第35話 ◾️ゴブリン討伐依頼1(17日目)

 15キロくらいだろうか。実際に歩いてみると、結構な長さの距離だった。


 少し、舐めていたのかもしれない。今までに、これほどの長距離を一度に歩くことはなかった。


 行きは良いとして、帰りはこれに追加でゴブリンの魔石を持って帰ることになる。10匹分全てを持ち帰れば、大体6キロから7キロくらいは増えるんじゃないだろうか。帰りのことを考えると少し憂鬱になった。


 マリスラの町から東に10キロ、そこから街道を外れて、馬車1台分の幅の道を村まで歩いた。村に着いてから、通りがかった村人を捕まえて村長宅まで行く。


 村長の家は、他の家と比較して少し大きいくらいの普通の建物だった。中に入って顔合わせをする。


 ギルドから発行された証明札を見せるまで、俺が冒険者かどうか半信半疑だったようだ。13歳のガキだから仕方がない。世間的には俺ぐらいの年齢の冒険者は珍しくないはずだが、田舎の集落だし、実情は知らないだろう。俺は宿屋の息子だから、普段から旅の冒険者の姿は見ていたので現実は知っていた。


 ゴブリンが根城にしている場所を聞く。ゴブリンはここから1キロくらい先の、小さな川の近くにある小屋に居を構えているらしい。元は炭焼き小屋だったその小屋は、ゴブリン10匹が入る程度には大きい建屋のようだ。定期的に村の畑や家畜を荒らしに来るらしい。


 ゴブリンは、強い魔物じゃない。群れて、子を生み、増える性質を持つのは人間と一緒だが、頭がそこまで良くないし、体が小さい。俺の膝丈程度の身長で、全身が緑色、醜悪な見た目をしていて、棍棒を持って殴って来る。スライムと違って厄介なのは、一度に何匹も襲って来ることだが、攻撃力自体はスライムと大差ない。全部聞き齧りの知識だけど、間違っていないはずだ。
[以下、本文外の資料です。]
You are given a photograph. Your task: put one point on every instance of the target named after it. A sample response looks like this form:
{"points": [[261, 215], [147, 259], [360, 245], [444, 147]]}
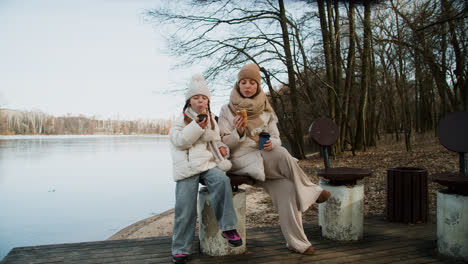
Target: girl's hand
{"points": [[223, 152], [203, 124], [238, 124], [268, 145]]}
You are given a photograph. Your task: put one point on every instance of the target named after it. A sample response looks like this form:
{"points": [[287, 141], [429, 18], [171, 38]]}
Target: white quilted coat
{"points": [[190, 150], [245, 155]]}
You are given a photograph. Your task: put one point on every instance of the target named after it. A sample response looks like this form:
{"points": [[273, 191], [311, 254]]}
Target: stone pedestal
{"points": [[452, 224], [342, 216], [212, 242]]}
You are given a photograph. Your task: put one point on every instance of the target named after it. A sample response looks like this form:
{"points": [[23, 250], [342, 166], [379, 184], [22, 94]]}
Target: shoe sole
{"points": [[230, 243]]}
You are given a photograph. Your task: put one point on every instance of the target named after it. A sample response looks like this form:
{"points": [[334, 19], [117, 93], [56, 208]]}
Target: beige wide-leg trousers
{"points": [[291, 192]]}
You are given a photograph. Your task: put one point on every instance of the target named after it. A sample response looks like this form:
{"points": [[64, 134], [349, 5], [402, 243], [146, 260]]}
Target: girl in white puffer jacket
{"points": [[198, 154]]}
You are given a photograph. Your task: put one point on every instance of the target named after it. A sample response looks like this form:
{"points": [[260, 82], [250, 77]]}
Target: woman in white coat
{"points": [[198, 154], [275, 170]]}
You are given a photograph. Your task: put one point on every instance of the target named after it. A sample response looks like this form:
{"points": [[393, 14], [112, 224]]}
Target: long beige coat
{"points": [[245, 155]]}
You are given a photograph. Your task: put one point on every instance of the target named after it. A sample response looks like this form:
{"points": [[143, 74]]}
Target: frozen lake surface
{"points": [[62, 189]]}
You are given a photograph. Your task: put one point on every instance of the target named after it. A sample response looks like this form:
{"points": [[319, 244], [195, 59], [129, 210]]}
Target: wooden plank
{"points": [[383, 242]]}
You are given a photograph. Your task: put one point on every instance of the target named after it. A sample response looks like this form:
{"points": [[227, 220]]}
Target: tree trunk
{"points": [[361, 119], [327, 54], [350, 64], [297, 147]]}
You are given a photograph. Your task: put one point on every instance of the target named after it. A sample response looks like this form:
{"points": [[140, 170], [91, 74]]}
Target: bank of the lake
{"points": [[62, 189]]}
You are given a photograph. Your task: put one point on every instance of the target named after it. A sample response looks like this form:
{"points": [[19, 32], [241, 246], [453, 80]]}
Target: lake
{"points": [[62, 189]]}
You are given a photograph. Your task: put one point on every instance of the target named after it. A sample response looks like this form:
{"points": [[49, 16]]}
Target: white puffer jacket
{"points": [[190, 149], [245, 155]]}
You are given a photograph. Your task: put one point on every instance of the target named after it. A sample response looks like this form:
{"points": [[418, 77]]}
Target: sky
{"points": [[91, 57]]}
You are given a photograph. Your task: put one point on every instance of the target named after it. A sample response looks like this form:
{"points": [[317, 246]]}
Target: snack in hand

 10匹のスライムに囲まれた想定をして、今の俺なら余裕で勝てる自信があったから今回の依頼を受けた。自信があるのは今でも変わらない。俺はこの依頼で未練に蹴りをつけたい。


 村長に今から討伐に向かうことを告げて、川沿いを登っていく。道に迷うことが無いのは助かる。


 しばらく登っていくと100メートル先くらいに建屋が見えた。元は炭焼き小屋だったらしいから、周囲の木が切られているんだろう。見晴らしがいいのは助かるが、相手からも見えている可能性がある。俺は姿勢を低くして木の陰に隠れる。


 しばらく息を潜めて様子を見たが、周囲に生き物の気配はないし、見える範囲でも異常は無いようだ。


 ゴブリンの鼻が利くっていう話は聞いたことが無いが、少しまずいかもしれない。ここは風上のようだ。俺の匂いが小屋の方に向かって、ゴブリンたちに気づかれるかもしれない。


(場所を変えた方がいいか?いや、少なくともここに来るまでの道にはゴブリンはいなかったから、背後を気にしなくていいのは有利だし……)


 俺が悩んでいると、小屋の中から3匹のゴブリンが出てくる。小屋の周りで何やらウロウロした後に、小屋から離れて行く。


 まずはあの3匹を奇襲しよう。


 小屋の中に後何匹ゴブリンがいるのかわからない。最大10匹に囲まれるのと、3匹を相手にするのでは難易度が全然違う。


 問題は、挟撃を恐れるなら小屋と離れたゴブリン達の間に位置取るのは良くないということだ。だが、挟撃されない位置から急襲して、逃げられてしまった場合は小屋に応援を呼ばれてしまうかもしれない。


(……考えすぎか)


 小屋と、離れたゴブリン達との間から奇襲を仕掛けよう。小屋に向かって逃がさないように立ち回る。背後から襲われたら、3匹の方を優先して片付けて挟撃を避ければいい。


 出来るだけ気配を消しながら、3匹のゴブリンの後を追った。